Tetapi kini "Pulau dewata – Bali", semakin menunjukkan kepantasannya menyandang 'pujian' tersebut, dan Toraja sedang menuju alam baka dan perlahan ditinggalkan para wisatawan mancanegara dan domestik. Barangkali tepatlah kata anak-anak muda sekarang, "E,… malemo sau'". Kalau saya terjemahkan lurus-lurus ungkapan tersebut kira-kira sama dengan 'sudah sedang menuju ke alam baka'.
Kalau anda datang ke 'Pulau dewata – Bali', anda akan menjumpai patung para dewa dalam kemegahannya yang gagah, serasa sedang menghadirkan yang ilahi di tengah-tengah pulau dewata. Bahkan tidak tanggung-tanggung hotel-hotel berbintang dirancang sedemikian rupa untuk sungguh menghadirkan 'negeri para dewa' bagi anda, lengkap dengan bunyi gong berpadu dengan kesatuan alam yang tertata indah dan bersih. Bunga-bunga dan sesaji dipersembahkan oleh masyarakat bali untuk dewa-dewa mereka setiap hari serasa tidak pusing dengan modernitas yang sedang membanjiri negeri para dewa tersebut.
Tetapi 'negeri deata-negeri to madeata' Toraja telah dan sedang mengubur budaya dan tradisi leluhurnya. Bayangan "negeri kayangan" masih akan terasa saat sedang dalam perjalanan dari Endrekan ke arah Toraja, dengan pemandangan indah yang sungguh-sungguh mempesona. Panorama indah gunung nona di daerah Bamba Puang (Pintu Gerbang bertemu Tuhan atau tuan) seolah-olah sedang seperti sebuah pemanasan untuk masuk ke negeri kayangan yang sesungguhnya. Gunung nona yang sedang telanjang itu serasa sedang berkisah bahwa sesuatu yang lebih indah berada di balik sana, di negeri kayangan, Toraja. Ia seakan-akan berbicara dan mengundang siapa saja yang berhenti mengambil gambar untuk terus dan terus lagi bahwa sesuatu yang lebih indah akan anda jumpai di sana. Pemandangan indah itu seakan mengingatkan saja bahwa anda baru berada di gerbannya (Bamba).
Saat anda meneruskan perjalanan dengan harapa akan berjumpa dengan pemandangan yang lebih indah dari apa yang ada di gerbang (bamba), anda masih akan disambut dengan sebuah gerbang indah bertuliskan Selamat Datang di Toraja. Anda sekarang berada di daerah Salubarani, perbatasan Endrekang dengan Toraja, negeri kayangan yang sedang ada dalam bayangan anda. Di gerbang tersebut anda akan melihat sebuah rumah tongkonan di apit dengan empat patung sebuah keluarga yang sedang melambaikan tangan kepada anda dengan sejuta keramahan, persis di atas jalan raya yang anda lewati.
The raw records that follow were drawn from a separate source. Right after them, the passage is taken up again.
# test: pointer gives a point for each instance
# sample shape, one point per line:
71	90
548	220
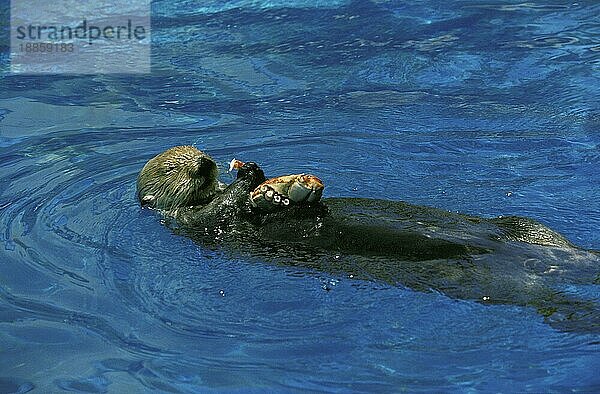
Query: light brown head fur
182	176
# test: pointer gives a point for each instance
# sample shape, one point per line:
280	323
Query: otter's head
179	177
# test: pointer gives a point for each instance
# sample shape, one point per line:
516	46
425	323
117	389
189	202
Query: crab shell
287	190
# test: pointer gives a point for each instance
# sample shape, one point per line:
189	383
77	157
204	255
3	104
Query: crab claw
287	190
307	188
235	164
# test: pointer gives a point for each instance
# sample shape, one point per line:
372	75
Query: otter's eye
170	167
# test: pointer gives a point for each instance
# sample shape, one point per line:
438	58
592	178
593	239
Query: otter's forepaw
283	191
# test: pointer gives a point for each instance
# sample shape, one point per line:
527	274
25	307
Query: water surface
486	108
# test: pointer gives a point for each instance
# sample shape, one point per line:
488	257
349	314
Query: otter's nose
205	166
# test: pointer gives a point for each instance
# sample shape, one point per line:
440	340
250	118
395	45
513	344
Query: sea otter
511	260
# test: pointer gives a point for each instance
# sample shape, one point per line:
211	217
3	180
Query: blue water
486	108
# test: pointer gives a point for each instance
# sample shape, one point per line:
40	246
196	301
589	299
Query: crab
284	191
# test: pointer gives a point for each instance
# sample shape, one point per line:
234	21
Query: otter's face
179	177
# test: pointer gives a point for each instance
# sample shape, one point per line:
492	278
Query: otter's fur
502	260
179	177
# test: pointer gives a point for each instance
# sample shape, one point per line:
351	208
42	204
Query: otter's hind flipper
516	228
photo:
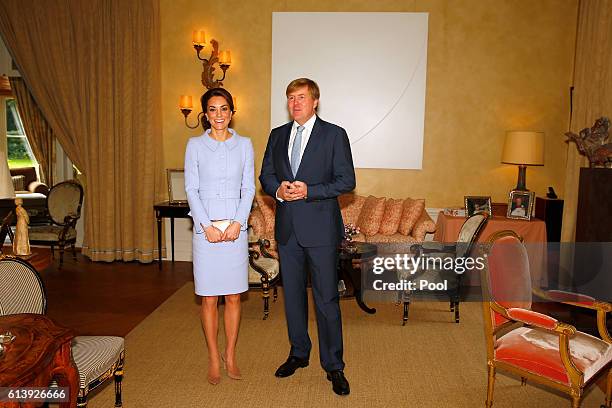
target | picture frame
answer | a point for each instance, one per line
(176, 186)
(520, 204)
(476, 204)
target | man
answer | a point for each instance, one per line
(306, 166)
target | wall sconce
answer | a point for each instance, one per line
(223, 58)
(524, 149)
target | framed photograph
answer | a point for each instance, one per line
(176, 186)
(476, 204)
(520, 204)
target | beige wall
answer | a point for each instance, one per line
(492, 66)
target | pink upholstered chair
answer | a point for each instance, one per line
(541, 349)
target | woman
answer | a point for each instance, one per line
(220, 185)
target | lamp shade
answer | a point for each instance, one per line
(525, 148)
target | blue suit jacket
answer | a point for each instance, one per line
(326, 167)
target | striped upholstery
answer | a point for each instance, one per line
(21, 290)
(49, 233)
(95, 355)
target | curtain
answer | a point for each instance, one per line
(592, 90)
(93, 68)
(37, 129)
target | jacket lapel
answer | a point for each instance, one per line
(285, 148)
(311, 147)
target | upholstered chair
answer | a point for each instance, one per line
(468, 235)
(64, 208)
(532, 345)
(97, 358)
(5, 230)
(264, 269)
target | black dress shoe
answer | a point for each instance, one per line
(289, 366)
(339, 382)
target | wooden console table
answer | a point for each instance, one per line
(40, 352)
(172, 211)
(533, 232)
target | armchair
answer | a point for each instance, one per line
(533, 345)
(64, 208)
(97, 358)
(264, 269)
(468, 235)
(5, 229)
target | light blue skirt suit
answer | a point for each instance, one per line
(220, 184)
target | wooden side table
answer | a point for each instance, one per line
(533, 233)
(172, 211)
(40, 352)
(362, 252)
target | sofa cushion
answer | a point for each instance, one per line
(423, 226)
(371, 215)
(267, 205)
(396, 238)
(350, 207)
(411, 213)
(391, 216)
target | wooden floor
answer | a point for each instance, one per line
(96, 298)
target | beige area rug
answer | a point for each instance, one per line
(430, 362)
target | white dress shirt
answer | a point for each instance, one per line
(305, 136)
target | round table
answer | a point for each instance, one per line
(360, 252)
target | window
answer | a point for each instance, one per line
(18, 147)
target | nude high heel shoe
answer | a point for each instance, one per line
(236, 375)
(213, 379)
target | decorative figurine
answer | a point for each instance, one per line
(594, 143)
(21, 244)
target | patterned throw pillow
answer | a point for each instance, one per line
(391, 217)
(371, 215)
(411, 213)
(267, 205)
(350, 207)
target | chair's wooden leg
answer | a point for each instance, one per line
(82, 401)
(490, 386)
(61, 255)
(265, 289)
(266, 307)
(608, 403)
(405, 316)
(118, 379)
(456, 312)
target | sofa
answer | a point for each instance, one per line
(380, 219)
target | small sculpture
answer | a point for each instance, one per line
(21, 244)
(594, 143)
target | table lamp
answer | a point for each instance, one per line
(524, 149)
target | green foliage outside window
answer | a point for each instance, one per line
(19, 151)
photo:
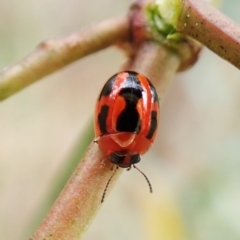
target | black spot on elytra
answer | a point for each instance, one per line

Rasa penasaran dalam diri anda semakin menggebu-gebu ingin segera melihat negeri kayangan itu, maka anda akan terpancing untuk menambah laju kendaraan kendati jalan dari Salubarani ke arah kota Makale berlekuk-lekuk, dengan tikungan yang tajam, tetapi jalan tersebut serasa tidak akan menghalangi anda untuk menekan gas kendaraan.

Anda pasti akan semakin penasaran karena bayangan negeri kayangan itu tidak nampak-nampak. Pemangdangan sekitar Mebali – Mengkendek tidak terlalu indah, rumah-rumah adat di jalan-jalan hampir tidak akan anda jumpai. Anda akan sedikit terhibur saat anda tiba di kilometer sembilan dari kota Makale, saat anda menyaksikan pemandangan indah daerah Randanan-Pangngulu-Marinding dengan gunung Kandora yang tampak indah menjulang tinggi bagai tangga ke surge (eran di langi').
Anda akan sedikit yakin dan tersadar bahwa sekarang anda sekarang sedang masuk ke daerah kayangan yang ada dalam bayangan anda.
Bila anda terus melaju, anda akan segera tiba di kota kecil Makale. Di kota kecil tersebut, anda akan disambut dengan pemandangan yang sedikit mengecewakan. Jalan-jalan masuk kota Makale sedikit macet dan tampak kumuh. Kendaraan-kendaraan diparkir seenaknya di kiri-kanan jalan. Setelah anda bersabar sedikit untuk lolos masuk ke pintu yang sempit kota Makale, anda akan disambut dengan patung raksasa Lakipadada yang tampak sedikit seram dan sangar. Sangat berbeda dengan patung para dewa di pulau dewata-Bali. Anda sekarang berada di "negeri deata – to madeata" Toraja. Patung raksasa Lakipadada di tengah kolam kota Makale sedang menyambut anda dengan wajah yang kaku dan keras; otot-ototnya yang kekar dan wajahnya tampak sangar dengan mulut yang sedikit terbuka seolah-olah ia sedang berteriak sambil memegang obor raksasa dengan pedang pusaka di pinggangnya. Sungguh menakutkan buat anda. Tetapi jangan anda terkejut. Konon patung itu adalah patung seorang Toraja yang tidak ingin mati kemudian mencari seorang mahaguru yang bisa mengajarinya ilmu tidak mati (hidup abadi) tetapi kemudian gagal mendapatkannya. Anda jangan terkejut melihat patung raksasa yang tampak tidak bersahabat tersebut. Barangkali ia sedang berteriak jengkel dan marah karena pulang tanpa hasil. Atau barangkali ia sedang menyambut anda dengan mimik jengkel layaknya seorang pembesar yang sedang marah dengan rakyatnya. Atau boleh jadi ia sedang menyambut anda dengan rasa malu ala pembesar karena anda akan pulang dengan kisah sedih dari negeri kayangan Toraja. Entahlah, silahkan lanjutkan perjalanan anda di negeri ini.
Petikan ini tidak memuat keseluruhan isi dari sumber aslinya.